Year | Starting Value(Feb 2023) | Assumed Rate of Return | Future Sensex |
2023 | 60431 | 7 | 64661.17 |
2024 | 64661.17 | 7 | 69187.45 |
2025 | 69187.4519 | 7 | 74030.57 |
2026 | 74030.57353 | 7 | 79212.71 |
2027 | 79212.71368 | 7 | 84757.6 |
2028 | 84757.60364 | 7 | 90690.64 |
2029 | 90690.63589 | 7 | 97038.98 |
2030 | 97038.98041 | 7 | 103831.7 |
So even a 7 % return helps us attain our goal 7 years from now, which is in 2030. Not bad isn’t it?
Scenario 3:
The case of the unknowns. During all these years we have seen several geopolitical issues, pandemics, and other alarming situations during which the market has reacted negatively.

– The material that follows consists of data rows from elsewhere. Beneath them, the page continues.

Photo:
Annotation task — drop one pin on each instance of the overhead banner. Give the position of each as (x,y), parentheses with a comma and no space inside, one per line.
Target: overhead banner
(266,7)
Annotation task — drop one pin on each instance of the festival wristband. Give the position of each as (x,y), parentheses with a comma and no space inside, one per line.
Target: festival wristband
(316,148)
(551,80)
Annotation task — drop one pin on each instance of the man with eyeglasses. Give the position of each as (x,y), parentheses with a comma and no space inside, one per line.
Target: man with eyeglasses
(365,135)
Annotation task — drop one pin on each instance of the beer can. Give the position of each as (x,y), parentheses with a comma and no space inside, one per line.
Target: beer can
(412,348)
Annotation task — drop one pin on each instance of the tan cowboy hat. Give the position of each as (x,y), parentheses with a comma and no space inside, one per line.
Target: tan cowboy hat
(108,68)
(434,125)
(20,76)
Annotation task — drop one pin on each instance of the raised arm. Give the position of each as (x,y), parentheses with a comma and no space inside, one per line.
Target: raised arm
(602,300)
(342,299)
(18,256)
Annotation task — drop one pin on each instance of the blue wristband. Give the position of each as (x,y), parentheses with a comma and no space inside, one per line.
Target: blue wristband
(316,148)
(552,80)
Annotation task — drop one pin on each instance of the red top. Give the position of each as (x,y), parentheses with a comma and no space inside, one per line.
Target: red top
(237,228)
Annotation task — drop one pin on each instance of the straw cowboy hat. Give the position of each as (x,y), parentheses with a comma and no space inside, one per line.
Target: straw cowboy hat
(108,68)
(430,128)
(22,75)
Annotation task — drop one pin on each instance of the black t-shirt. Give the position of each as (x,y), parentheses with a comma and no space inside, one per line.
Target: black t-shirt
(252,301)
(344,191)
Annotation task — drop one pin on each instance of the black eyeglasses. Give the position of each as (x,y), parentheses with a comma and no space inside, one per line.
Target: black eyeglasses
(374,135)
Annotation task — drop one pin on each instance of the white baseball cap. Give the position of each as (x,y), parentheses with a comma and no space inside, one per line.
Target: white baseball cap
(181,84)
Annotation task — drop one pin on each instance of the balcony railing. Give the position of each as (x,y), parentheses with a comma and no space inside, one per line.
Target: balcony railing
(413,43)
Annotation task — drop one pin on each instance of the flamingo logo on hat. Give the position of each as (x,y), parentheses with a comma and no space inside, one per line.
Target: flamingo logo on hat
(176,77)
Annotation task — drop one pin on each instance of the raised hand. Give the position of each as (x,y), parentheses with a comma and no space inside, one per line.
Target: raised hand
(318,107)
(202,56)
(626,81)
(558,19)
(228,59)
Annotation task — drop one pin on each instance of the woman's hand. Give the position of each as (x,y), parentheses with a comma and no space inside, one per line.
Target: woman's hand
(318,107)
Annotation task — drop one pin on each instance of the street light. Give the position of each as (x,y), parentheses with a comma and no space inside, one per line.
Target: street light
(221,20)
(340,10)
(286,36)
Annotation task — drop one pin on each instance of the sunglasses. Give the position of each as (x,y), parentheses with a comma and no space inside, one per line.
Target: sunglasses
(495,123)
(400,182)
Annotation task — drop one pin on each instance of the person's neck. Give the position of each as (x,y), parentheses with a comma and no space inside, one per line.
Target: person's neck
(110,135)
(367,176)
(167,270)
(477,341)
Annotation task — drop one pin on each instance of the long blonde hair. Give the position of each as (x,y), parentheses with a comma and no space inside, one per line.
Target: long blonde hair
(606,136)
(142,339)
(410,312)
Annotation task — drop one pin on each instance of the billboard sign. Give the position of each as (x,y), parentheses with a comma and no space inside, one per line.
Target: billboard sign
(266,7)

So what makes it to reach 100,000 from those levels?
Let’s say we hit the Covid lows of 25000 and assume growth at the annual CAGR of 16%
Year | Starting Value(Feb 2023) | Assumed Rate of Return | Future Sensex |
2023 | 25000 | 16 | 29000 |
2024 | 29000 | 16 | 33640 |
2025 | 33640 | 16 | 39022.4 |
2026 | 39022.4 | 16 | 45265.98 |
2027 | 45265.984 | 16 | 52508.54 |
2028 | 52508.54144 | 16 | 60909.91 |
2029 | 60909.90807 | 16 | 70655.49 |
2030 | 70655.49336 | 16 | 81960.37 |
2031 | 81960.3723 | 16 | 95074.03 |
2032 | 95074.03187 | 16 | 110285.9 |
We hit our landmark another 8 years from now. In other words, Sensex has given more than 4X returns in 8 years!
When the fall is huge, redemption is also faster. So, in case such a situation arises, we can start viewing these lower index levels as opportunities instead.
These illustrations indicate only one common underlying fact i.e., the Indian Equity Market is bound to go up in the longer term. We have had so many geopolitical issues, conflicts, and pandemics.
But still, we are delivering the goods, thanks to our country’s healthy growth outlook.
What is working out for India?
Ok, so it looks like that some way or the other we are going to breach the magical figure of 100K in the future.
But what substantiates this claim? What does the Macroeconomics of India look like?
Why will we never become a Srilanka or a Pakistan which are in deep economic crisis? By knowing this
India to be 3rd largest economy by 2027:
Per Morgan Stanley, India is set to add $400 bn every year. At this rate we will be $11 trillion over the next decade, making it the third largest economy in the world after US and China.
China Plus One Narrative:
The government has incentivized the tax structure and this has improved the ease of doing business.
The trade tensions between US and China have further contributed to the growth of industries in India. Post Covid the China+1 narrative has kicked in and this can result in a spurt in the manufacturing and Pharma industries.
More disposable income:
The Income of people in India is also increasing. The Estimated Number of Households by Income Class data shows that there is a radical shift in the earnings of the people from the 1985-86 period to the 2009-10 period.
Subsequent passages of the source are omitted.